RESEARCH & RESOURCES

Q and A: Business Intelligence Architecture in an Agile Environment

What role does BI architecture play in an agile environment?

Agile is all about getting more done in less time -- giving an organization the information it needs quickly to be more nimble in a tough, competitive market. What role does the BI architecture play in an agile environment? For answers, we spoke with Claudia Imhoff, a TDWI faculty member who will be presenting Mastering BI with Best-Practice Architecture and Data Models: From Hub and Spoke to Agile Development with Len Silverston at the August and November TDWI World Conferences.

[Editor's note: "Creating an Agile BI Environment -- Delivering Data at the Speed of Thought" is the theme of the 2010 TDWI World Conference in San Diego.]

BI This Week: How can a BI architecture enable a more agile environment?
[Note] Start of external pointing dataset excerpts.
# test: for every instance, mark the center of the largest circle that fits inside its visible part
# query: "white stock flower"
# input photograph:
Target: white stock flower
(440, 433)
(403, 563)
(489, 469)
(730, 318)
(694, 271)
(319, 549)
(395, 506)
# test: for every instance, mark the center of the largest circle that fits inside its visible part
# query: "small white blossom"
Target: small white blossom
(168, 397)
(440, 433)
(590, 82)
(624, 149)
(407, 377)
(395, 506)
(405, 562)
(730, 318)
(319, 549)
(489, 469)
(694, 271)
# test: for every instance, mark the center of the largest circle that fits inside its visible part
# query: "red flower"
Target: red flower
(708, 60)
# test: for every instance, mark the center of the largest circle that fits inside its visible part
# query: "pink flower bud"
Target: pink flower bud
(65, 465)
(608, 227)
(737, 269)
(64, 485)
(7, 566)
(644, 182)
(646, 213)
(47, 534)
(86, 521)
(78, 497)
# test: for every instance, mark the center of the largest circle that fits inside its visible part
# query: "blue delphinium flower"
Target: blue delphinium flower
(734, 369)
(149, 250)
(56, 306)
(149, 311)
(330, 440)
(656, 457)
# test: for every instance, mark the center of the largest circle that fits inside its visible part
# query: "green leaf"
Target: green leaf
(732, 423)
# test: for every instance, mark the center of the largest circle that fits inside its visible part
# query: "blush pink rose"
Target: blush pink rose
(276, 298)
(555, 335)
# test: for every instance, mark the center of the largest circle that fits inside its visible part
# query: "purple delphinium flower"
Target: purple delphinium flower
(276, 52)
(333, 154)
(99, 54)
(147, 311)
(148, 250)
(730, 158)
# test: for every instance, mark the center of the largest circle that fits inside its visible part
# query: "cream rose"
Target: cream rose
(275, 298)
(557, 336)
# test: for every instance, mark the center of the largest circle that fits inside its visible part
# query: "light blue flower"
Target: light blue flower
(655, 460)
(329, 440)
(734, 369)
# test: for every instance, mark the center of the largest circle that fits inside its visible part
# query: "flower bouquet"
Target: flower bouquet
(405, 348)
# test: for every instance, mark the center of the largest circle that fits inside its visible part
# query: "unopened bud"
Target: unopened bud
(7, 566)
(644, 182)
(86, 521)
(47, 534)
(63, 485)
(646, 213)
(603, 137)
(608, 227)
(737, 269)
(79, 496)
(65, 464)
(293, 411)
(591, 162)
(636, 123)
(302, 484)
Claudia Imhoff: Whenever an initiative is undertaken that requires multiple projects for completion, there is always a risk of overlapping, underlapping, or altogether missed requirements. A BI environment consists of multiple projects that must be coordinated to mitigate redundancies, inefficiencies, or rip-and-replace activities. A BI architecture serves as the blueprint for the whole environment ensuring a comprehensive understanding of the "sum of its parts."

Having the architectural diagram up front sets the stage for the coordination of these related projects. Each project team can understand how their project's components fit into the overall environment, which existing components they can leverage, and how their pieces must interface with the existing or future BI components. This "road map" diagram improves the efficiency of implementation efforts; it also reduces overall costs, effort (in terms of time), and post-implementation maintenance activities.

What are the benefits of an architected environment in terms of a more agile development for BI?

The word "agile" is defined as "having the ability to move quickly and with suppleness, skill, and control." Agility without control is simply a rapid path to chaos. The BI architecture ensures that agility is maximized while chaos is minimized.

Perhaps the biggest benefit of the BI architecture is the removal of unnecessary redundancies in data management activities (ETL, data quality, etc.) and in analytic capabilities (e.g., reports, algorithms, and models). The architecture is the documentation of the entire environment thus giving BI project teams a full understanding of what exists for their current project needs and how they will support future projects with their implemented components.

What are the biggest mistakes IT makes when adopting an agile development methodology as it relates to BI?

The biggest mistake IT can make is to assume that an agile development methodology means no documentation or architectural effort is needed. If BI were a single project with no relationship to other projects or IT components, a lack of documentation or architecture might work.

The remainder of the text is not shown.